À la messe de minuit, les différentes églises de la ville étaient comblées de foules pieuses.

Un grand nombre de protestants se sont mêlés aux catholiques, attirés par la splendeur des cérémonies dans nos temples.

Mais nous n’avons pu nous défendre de penser que les plus belles messes de minuit sont encore celles auxquelles nous n’assistons pas. Ni l’éclat des illuminations électriques, ni les harmonies savamment combinées, ni la multitude de la foule n’égalent la poésie de la petite église de campagne où des voix naïves, souvent très pures, chantent les Noëls simples à la lumière douce et vacillante qui tombe des lustres anciens.

Il entre trop d’éléments profanes dans notre fête; les grands bruits de la ville se mêlent trop aux concerts sacrés de nos temples.

Grâce à la belle température, ce que nous pourrions appeler la célébration laïque de Noël a été particulièrement heureuse cette année.

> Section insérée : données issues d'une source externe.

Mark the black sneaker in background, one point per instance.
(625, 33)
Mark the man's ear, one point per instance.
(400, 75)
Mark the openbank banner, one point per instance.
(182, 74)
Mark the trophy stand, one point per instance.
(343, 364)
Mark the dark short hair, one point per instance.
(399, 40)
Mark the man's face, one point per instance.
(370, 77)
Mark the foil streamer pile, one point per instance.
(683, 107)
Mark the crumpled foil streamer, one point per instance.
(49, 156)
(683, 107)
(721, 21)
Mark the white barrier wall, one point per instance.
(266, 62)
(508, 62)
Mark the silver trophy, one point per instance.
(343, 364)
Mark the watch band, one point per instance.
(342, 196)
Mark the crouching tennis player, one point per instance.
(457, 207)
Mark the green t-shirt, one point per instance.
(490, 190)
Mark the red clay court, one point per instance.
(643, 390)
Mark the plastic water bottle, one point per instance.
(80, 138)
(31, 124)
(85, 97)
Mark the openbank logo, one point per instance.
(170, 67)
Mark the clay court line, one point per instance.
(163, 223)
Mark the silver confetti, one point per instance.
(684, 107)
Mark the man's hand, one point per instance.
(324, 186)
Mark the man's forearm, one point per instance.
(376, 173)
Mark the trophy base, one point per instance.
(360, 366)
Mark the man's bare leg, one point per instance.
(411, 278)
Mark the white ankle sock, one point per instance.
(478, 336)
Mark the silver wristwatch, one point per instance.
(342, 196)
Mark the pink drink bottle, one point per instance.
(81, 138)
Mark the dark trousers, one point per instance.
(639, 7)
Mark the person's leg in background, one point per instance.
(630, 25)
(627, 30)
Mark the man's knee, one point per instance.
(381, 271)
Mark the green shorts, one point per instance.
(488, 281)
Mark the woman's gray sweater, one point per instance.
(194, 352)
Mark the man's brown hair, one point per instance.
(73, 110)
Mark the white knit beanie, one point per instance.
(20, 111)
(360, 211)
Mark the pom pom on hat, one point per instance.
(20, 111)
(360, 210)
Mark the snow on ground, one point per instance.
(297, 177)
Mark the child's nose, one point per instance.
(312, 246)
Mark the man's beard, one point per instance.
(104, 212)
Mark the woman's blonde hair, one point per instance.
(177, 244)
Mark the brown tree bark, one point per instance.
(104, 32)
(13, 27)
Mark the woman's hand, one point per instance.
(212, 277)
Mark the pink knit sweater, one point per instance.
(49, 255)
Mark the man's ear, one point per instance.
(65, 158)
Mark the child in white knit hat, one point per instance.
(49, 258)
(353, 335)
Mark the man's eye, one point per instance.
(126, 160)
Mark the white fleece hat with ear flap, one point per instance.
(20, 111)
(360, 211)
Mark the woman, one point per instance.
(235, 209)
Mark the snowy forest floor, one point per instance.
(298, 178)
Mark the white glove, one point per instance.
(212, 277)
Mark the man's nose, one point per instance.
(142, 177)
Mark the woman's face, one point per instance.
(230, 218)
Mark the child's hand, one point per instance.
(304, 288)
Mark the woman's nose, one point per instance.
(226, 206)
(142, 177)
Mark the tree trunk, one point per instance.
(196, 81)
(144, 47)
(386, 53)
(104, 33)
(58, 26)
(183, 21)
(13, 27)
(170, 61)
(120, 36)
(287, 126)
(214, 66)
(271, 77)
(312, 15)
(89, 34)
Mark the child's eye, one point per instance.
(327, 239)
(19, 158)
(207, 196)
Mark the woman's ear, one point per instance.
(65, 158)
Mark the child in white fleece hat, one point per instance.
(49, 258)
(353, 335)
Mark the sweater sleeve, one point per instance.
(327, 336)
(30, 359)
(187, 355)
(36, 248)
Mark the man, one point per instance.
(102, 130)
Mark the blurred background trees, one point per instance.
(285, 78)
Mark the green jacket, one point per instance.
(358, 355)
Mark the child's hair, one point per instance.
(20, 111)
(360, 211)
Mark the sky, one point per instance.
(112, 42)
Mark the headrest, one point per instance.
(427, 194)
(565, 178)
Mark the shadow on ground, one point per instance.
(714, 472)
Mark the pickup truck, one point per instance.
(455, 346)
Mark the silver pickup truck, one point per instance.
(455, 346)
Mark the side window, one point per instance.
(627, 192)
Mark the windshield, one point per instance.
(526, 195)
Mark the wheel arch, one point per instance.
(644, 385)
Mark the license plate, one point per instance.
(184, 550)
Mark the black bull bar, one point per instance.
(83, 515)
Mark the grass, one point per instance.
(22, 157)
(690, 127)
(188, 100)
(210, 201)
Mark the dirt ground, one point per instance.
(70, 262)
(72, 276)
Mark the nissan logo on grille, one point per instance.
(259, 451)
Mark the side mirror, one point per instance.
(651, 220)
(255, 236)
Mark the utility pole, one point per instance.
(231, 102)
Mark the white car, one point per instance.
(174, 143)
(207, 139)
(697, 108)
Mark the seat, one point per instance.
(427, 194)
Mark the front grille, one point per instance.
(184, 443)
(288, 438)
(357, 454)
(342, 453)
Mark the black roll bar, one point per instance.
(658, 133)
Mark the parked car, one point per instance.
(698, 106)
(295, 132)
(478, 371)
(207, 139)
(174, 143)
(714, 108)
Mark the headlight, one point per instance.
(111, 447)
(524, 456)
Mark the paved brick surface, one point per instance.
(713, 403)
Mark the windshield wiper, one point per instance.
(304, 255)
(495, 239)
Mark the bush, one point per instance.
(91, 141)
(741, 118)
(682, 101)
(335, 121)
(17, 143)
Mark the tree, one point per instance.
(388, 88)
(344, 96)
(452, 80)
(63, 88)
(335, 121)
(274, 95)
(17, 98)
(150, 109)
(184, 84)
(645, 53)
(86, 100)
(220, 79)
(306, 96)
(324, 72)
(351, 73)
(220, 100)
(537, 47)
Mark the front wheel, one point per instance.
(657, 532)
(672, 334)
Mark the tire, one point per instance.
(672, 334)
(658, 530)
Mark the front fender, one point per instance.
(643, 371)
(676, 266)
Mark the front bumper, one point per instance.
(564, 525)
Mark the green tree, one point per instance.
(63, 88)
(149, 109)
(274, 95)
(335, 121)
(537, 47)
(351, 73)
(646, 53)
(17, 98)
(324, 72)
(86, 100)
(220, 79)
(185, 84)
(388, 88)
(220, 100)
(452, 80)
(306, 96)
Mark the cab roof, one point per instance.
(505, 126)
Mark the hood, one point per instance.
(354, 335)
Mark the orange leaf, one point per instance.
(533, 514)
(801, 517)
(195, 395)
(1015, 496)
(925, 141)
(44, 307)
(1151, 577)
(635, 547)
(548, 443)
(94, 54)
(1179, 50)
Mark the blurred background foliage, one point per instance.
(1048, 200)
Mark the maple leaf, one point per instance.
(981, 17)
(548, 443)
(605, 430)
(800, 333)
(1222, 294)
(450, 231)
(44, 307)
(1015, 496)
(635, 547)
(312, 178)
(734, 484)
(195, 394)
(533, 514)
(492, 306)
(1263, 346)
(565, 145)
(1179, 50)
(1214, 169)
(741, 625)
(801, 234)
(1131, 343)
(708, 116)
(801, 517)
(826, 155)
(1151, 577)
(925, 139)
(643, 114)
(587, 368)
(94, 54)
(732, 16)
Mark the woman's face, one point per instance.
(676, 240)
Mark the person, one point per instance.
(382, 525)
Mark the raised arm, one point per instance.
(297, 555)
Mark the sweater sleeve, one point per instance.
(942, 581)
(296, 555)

Toute la journée, les rues et les places publiques ont été couvertes de promeneurs qui allaient souhaiter bonjour et bon Noël à leurs amis. Peu à peu, les Canadiens-français ont pris la coutume de leurs compatriotes anglais de doubler d’un côté social la fête religieuse. En ville, on souhaite maintenant un «joyeux Noël» comme au jour de l’an, une «bonne et heureuse année». La province en est restée aux vieilles mœurs françaises. […]

L’habitude, la température propice et quelque diable aussi les tentant, les Montréalais ont profité du congé pour aller se récréer au théâtre.

On évalue à 25,000 le nombre de ceux qui ont assisté aux représentations dans les grands théâtres. Il y avait matinée partout. Le National, les Nouveautés, l’Académie, le Majesty, ont fait salles combles, tandis que les établissements populaires comme le Bennett, le Français refusaient du monde. Il n’y a pas de fête de Noël pour les artistes dramatiques.

La journée a aussi été profitable pour les chemins de fer. Tous les trains étaient bondés de voyageurs, les campagnards venant voir la fête à la ville, les citadins fuyant vers la campagne pure. La vacance permet d’aller visiter des amis éloignés.

On se plaît à disséquer les statistiques de la journée de Noël. On constate avec plaisir, cette année, qu’aucune grande catastrophe n’est venue ternir l’éclat de la fête. Elle a cependant son aspect pénible, la Noël des miséreux.

Les maisons de refuge et d’assistance ont reçu une nombreuse clientèle. Cinq cents personnes n’ont pas eu d’autres foyers que ceux de la charité. La «Old Brewery Mission». la «Protestant House of Industry» et le Refuge de Nuit étaient débordés. Hier, l’Armée du Salut a donné le dîner à sept cents pauvres, la plupart des immigrants venus aux crochets de l’Armée du Salut, et continuant ici la vie qu’ils menaient dans les vieux pays. Toutes les nationalités étaient cependant représentées, et quelques Canadiens-français partageaient ce repas, perdus dans la foule des cockneys de Londres et des matelots de Liverpool.

La crise financière est responsable d’un grand nombre des sans-travail. Elle est aussi cause que le commerce des fêtes est moins important et que les étrennes sont moins belles que d’habitude.

De partout, cependant, les dépêches annoncent que la Noël, bien qu’un peu plus modeste, a été célébrée selon l’usage antique et solennel.

 

La Patrie (Montréal), 26 décembre 1907.